Self-Love, Self-Esteem, Self-Respect, Self-Awareness.

These are buzzwords in my line of work.

They are used too much and with such casual reference that sometimes, even when I use them, I’m not sure I am really connected with the immensity of what it is I am talking about.

And for many of my clients, and many of you, the idea of loving yourself is, honestly, too far-fetched. If your relationship with yourself or your body has been one of deep conflict, love feels like “too much”. That’s okay. You can start with seeking neutrality – a truce in the war with yourself.  From there, one day, perhaps you can find love. If the word love triggers you too much, try using the word respect instead. If this is you, check out the blog I wrote about starting with self respect in lieu of self love. Then come back and read this article, because just because something seems impossible now doesn’t mean it will always be impossible.

Taking take the time to learn to love yourself (notice I said take the time to learn, instead of just doing it) is probably one of the most fundamental decisions you will ever make. Move at your own pace. Just try keeping an open mind.

Here are the top 3 reasons why I have come to believe that self-love is fundamental.

1. Without Self-Love, Nothing Much Sticks:

It is much like the foundation that we pour before we build the house. Without it, the house is shaky and subject to falling easily when the elements set in. With a foundation, there is security from below (or within) that provides us with the strength to hold steady when the outside world gets rocky.

Think about it, You can get the fancy degree, the great job, the perfect mate, or whatever your idea of “success” is, but unless you really love yourself and approve of who you are, you are never going to allow yourself to receive this and be okay. So you can be working and working to create this life but unless you stop and get conscious and throw “learn to love and accept myself” on that to-do list of yours, a lot of that work will end up being in vain.

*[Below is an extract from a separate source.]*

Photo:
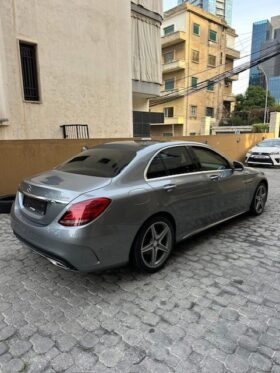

How many times have you met the person who appears to have “it all” on the outside, only to later realize that they are struggling like hell on the inside?? I know it’s often complicated as to why, but I guarantee you that within the equation that amounts to why the person is suffering, a lack of self-love exists.

2. Every Kid Needs Love:

Every child needs love. It’s true. Have you ever heard of failure to thrive syndrome?? Scientist have proven that a lack of love, or an adverse emotional or social environment, can cause growth failure even in a child who is eating enough.

If you are asking what this has to do with you, being that likely, you are chronologically an adult, then let me explain.

Every single one of us carries within us the beliefs and feeling of our “inner child”. (I have some good blog posts about inner child work right part1 and part2). If the language is too touchy-feely for you, then just refer to this part of yourself as your “little dude”, or whatever floats your boat. I don’t care what you call it – but I do care that you acknowledge it and begin to show it love.

We are grown up kids. We still need the very same love that all children need when they come into this world. We may be wearing a bigger flesh suit, but our soul – the part of us that yearns to connect and be seen by the people in our life – still exists just as it did when we were children. And that inner child (or little dude) needs YOU to step up and begin letting him or her know you are there for them.

Self-love allows us to thrive. It is to our heart and soul as oxygen is to our lungs and water is to our cells. We need to know the one person we will spend our entire journey on this planet with loves us. Ourselves.

3. The World Needs Love

Self-Love is Selfless. Deciding to love yourself is not only about giving yourself the love you deserve, but it is a decision that goes back out into the world exponentially.

Consider this:

  • It eases the resistance and suffering that comes with disapproving of who we are. When we are free of this conflict, we are free to be our best selves, and this world desperately needs this positive influence.
  • When you are a happier person, you spread that happiness out into the world.
  • When you are accepting of yourself, you unconsciously give others permission to be accepting of themselves.
  • When you refuse to give in to the critical and judgmental attitudes in our culture, you diffuse the power that they have. When many of us do this, it changes the cultural norm – but it has to start with the individual. You could be the one person who tips the scales. Someone has to be.
  • We pass our beliefs and our behaviors on to our children and those people in our lives that look up to us. When we embrace self-love, we teach it to others.

Self love isn’t some meme on facebook. It’s a journey, a process. It doesn’t stop once you get there and it isn’t something anyone else gets to define for you. But it is a goal you are worth trying to reach, and I hope you keep your mind open to the possibility of meeting yourself with love one day soon.